Acting on recommendations from DHS’ Inspector General Richard Skinner, TSA terminated a $1 billion contract that it had awarded to Unisys for secure telecommunications, IT infrastructure and managed services at 429 airports, 21 field offices and TSA’s Command Center.
TSA awarded the contract in 2002. By the beginning of fiscal 2006, spending had nearly reached the contract ceiling, even though TSA had received from Unisys only about a third of the deliverables for which it had contracted.
Under a new bridge contract with Unisys, Skinner wrote that TSA has implemented sound business practices and addressed the weaknesses that the IG’s office identified in an earlier draft audit report. The bridge contract allows TSA to retain equipment leased under the initial ITMS contact and supports the agency’s transition to competitively awarded new business opportunities, according to the IG’s report.
Skinner’s report addresses the concerns of Rep. Don Young (R-Alaska), chairman of the House Committee on Transportation and Infrastructure, who requested the audit. The report presents considerable evidence of poor contract management but appropriate use of small businesses. “TSA has taken an aggressive approach to ensure that Unisys complies with small-business subcontractor management responsibilities,” Skinner wrote.

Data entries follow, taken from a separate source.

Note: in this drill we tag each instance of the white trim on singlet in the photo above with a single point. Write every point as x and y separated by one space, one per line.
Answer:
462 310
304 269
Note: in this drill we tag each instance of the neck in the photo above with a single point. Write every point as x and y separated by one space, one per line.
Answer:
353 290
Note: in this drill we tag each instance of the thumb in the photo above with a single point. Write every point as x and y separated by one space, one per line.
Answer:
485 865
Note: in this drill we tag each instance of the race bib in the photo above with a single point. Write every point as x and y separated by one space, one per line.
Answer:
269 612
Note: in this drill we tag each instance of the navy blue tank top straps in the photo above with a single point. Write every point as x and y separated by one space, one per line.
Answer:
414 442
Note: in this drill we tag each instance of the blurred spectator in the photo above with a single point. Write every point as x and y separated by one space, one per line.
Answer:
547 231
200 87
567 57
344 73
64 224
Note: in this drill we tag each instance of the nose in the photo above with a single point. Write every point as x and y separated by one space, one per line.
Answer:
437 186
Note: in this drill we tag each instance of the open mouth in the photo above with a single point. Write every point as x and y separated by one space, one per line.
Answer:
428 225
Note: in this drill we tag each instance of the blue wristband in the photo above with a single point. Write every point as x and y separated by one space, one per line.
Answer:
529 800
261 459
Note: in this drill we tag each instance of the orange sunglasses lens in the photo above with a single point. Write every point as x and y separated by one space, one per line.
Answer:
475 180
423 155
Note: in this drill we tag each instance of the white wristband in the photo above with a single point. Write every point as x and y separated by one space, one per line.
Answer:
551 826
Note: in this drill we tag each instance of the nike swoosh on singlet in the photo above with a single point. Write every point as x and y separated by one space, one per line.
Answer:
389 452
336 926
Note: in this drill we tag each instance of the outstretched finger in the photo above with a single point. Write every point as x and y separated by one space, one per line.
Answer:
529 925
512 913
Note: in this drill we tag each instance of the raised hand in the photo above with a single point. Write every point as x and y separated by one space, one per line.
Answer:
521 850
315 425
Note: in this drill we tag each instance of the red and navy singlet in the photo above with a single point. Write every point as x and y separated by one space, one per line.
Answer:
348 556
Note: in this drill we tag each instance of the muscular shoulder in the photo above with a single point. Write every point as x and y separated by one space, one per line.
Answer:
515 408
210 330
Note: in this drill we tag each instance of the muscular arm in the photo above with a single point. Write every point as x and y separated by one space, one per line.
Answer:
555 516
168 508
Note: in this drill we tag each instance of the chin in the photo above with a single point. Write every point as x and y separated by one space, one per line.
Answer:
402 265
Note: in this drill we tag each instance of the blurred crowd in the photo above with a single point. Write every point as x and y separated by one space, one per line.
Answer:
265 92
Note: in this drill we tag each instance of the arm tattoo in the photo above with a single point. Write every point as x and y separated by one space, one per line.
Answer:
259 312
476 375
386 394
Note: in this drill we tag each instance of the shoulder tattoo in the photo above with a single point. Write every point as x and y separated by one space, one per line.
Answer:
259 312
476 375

The report faults Unisys for performing work numerous times under the ITMS contract without receiving authorizations from TSA’s contracting office to proceed. Among the most glaring evidence of mismanagement it presents is that 83 percent of the contract’s spending ceiling had been spent in less than half of the allotted time for the contract.
Skinner also notes that TSA did not begin using mandatory earned value management discipline until fiscal 2004, and then only on a few portions of the contract. Office of Management and Budget officials told the IG that agencies have been required since fiscal 2002 to use earned value management for large IT projects to avoid the cost overruns that TSA failed to control.